Hol and Louis,
Can you confirm 509 went to Northwestern and when ? Did it go straight to scrap or serve as a plant engine for awhile ? I ask because there’s a family connection to 509. The photo in BRHS Bulletin 51 shows the 509 behind the Aurora tower headed toward “the alley”. My grandfather is the shorter of the two men on the foot boards. The taller man is Leo Boirsdorf(sp). They worked the Alley Job for years together and before that in the east yard at Eola.
They were best buds In retirement and took me to steam tractor shows.
A model of 509 is resting in a prominent place on a bookshelf in my office.
Thanks, Leo Phillipp On Feb 23, 2021, at 5:12 PM, HOL WAGNER <holpennywagner@msn.com> wrote:
Bob and List:
I was wrong in my previous statement. In checking my records I find that, although Corbin listed only one of the 10 G-5s and being sold for scrap, in fact all 10 were sold for scrap, not scrapped by the company. And at least three of them ended up in service
for Northwestern Steel & Wire at Sterling. NWS&W's practice in numbering locomotives was to simply paint out existing locomotive numbers, leaving only a single numeral between 1 and 9. In the case of the G-5s, they painted out the "50" of the three they
kept in service for a time and thus Q 503, 504 and 506 became NWS&W 3, 4 and 6.

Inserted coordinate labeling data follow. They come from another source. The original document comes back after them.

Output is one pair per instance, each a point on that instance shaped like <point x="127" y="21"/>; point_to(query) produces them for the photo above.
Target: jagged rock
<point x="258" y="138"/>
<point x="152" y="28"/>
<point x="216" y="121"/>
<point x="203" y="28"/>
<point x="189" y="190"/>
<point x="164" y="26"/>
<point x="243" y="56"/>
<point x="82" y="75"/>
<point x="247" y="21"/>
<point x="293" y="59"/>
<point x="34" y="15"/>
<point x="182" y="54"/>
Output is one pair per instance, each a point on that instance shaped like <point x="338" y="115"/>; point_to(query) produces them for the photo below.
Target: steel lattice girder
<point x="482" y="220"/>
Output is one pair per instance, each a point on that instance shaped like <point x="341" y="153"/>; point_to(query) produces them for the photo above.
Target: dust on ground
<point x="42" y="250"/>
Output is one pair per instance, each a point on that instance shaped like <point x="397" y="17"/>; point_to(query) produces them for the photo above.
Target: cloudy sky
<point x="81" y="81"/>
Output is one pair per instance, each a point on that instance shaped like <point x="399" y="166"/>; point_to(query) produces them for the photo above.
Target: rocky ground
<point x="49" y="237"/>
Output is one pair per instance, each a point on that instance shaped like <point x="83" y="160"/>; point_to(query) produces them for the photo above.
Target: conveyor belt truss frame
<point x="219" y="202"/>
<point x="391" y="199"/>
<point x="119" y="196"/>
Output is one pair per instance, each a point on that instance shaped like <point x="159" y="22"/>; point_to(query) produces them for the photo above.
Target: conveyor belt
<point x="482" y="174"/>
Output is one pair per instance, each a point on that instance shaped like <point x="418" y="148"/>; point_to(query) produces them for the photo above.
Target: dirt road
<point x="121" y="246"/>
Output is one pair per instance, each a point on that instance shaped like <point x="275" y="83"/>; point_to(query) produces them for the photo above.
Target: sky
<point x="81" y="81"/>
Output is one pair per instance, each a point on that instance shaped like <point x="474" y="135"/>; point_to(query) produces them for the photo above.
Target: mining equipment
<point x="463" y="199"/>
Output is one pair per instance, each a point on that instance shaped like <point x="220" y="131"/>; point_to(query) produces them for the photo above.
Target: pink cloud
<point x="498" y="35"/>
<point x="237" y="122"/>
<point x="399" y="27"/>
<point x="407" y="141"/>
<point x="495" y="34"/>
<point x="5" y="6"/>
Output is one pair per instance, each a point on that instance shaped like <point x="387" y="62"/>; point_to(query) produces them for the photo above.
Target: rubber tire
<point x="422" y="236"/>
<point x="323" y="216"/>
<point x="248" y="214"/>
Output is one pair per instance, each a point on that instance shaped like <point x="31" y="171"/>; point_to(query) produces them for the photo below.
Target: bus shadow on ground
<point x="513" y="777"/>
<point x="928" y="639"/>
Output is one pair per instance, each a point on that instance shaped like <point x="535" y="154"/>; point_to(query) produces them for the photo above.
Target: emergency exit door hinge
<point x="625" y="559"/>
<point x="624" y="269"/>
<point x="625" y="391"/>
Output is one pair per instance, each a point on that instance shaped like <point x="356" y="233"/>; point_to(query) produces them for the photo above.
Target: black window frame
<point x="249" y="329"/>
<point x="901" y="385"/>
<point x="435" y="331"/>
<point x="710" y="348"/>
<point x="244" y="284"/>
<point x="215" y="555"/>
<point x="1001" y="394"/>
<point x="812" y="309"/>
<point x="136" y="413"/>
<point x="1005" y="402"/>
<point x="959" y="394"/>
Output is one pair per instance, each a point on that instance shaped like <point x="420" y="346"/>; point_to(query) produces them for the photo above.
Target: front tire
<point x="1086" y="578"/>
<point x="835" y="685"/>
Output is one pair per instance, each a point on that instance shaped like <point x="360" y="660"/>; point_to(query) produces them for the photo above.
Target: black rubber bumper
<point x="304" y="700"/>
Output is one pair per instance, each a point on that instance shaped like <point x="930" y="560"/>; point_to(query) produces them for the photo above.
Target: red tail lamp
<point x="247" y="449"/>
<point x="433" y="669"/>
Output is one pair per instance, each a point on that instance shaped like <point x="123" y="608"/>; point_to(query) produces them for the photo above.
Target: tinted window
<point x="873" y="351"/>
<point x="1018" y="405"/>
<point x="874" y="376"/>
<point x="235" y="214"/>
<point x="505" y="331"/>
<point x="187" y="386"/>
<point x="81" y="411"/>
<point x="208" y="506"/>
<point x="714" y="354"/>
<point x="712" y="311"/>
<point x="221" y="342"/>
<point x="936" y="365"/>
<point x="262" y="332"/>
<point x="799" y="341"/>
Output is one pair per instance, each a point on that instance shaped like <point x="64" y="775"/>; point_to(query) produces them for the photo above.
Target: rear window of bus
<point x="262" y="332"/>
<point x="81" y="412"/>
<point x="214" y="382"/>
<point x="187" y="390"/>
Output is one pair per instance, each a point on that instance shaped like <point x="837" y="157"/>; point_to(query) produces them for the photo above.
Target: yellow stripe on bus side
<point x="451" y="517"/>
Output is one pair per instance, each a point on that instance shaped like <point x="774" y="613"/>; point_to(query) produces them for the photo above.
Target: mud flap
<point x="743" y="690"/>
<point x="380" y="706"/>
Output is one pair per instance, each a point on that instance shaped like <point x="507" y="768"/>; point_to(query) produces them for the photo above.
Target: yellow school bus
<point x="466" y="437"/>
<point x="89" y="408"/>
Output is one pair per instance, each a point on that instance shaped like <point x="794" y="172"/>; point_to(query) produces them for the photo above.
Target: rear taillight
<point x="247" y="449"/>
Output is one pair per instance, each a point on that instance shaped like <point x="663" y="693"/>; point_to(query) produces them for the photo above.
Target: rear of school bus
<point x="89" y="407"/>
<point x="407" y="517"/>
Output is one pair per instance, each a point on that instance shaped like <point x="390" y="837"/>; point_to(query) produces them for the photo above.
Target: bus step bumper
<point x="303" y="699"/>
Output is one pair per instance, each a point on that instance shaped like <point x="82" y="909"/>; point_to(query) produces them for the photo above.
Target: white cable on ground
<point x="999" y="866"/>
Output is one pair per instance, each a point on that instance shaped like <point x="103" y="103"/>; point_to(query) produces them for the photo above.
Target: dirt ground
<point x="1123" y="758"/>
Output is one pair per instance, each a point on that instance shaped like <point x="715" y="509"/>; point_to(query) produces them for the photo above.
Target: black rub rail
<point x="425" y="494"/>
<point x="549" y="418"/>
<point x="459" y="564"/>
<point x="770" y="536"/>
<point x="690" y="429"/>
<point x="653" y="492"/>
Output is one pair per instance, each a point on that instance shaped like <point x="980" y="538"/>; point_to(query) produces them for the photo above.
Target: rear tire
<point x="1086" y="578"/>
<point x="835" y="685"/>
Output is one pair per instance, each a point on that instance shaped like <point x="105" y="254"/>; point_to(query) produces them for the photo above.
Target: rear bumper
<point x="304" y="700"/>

Sorry for misstating the Q number of the engine in the photograph, and thanks to Louis Zadnichek for catching my mistake.
Hol
From: Hol Wagner <holpennywagner@msn.com>
Sent: Tuesday, February 23, 2021 1:53 PM
To: CBQ@groups.io <CBQ@groups.io>
Subject: Re: [CBQ] 0-6-0 No. 3?
Bob:
Yes, that's definitely the former Q 504, which worked for several years as NWS&W No. 3 at Sterling.
Hol
From: CBQ@groups.io <CBQ@groups.io> on behalf of Bob Yarger via groups.io <bobyar2001=yahoo.com@groups.io>
Sent: Tuesday, February 23, 2021 12:55 PM
To: CBQ@groups.io <CBQ@groups.io>
Subject: [CBQ] 0-6-0 No. 3?
Here is a puzzler. The CB&Q got ten USRA 0-6-0's from Cooke in 1919. All were listed as scrapped in 1954 except No. 504, listed as "sold for scrap 12-54". They were class G5, Nos. 500-509. This engine definitely has a Burlington "clock"-type headlight,
so I wonder if the 504 escaped scrapping to work somewhere else (Northwest Steel & Wire at Sterling, IL?) before finally being cut up?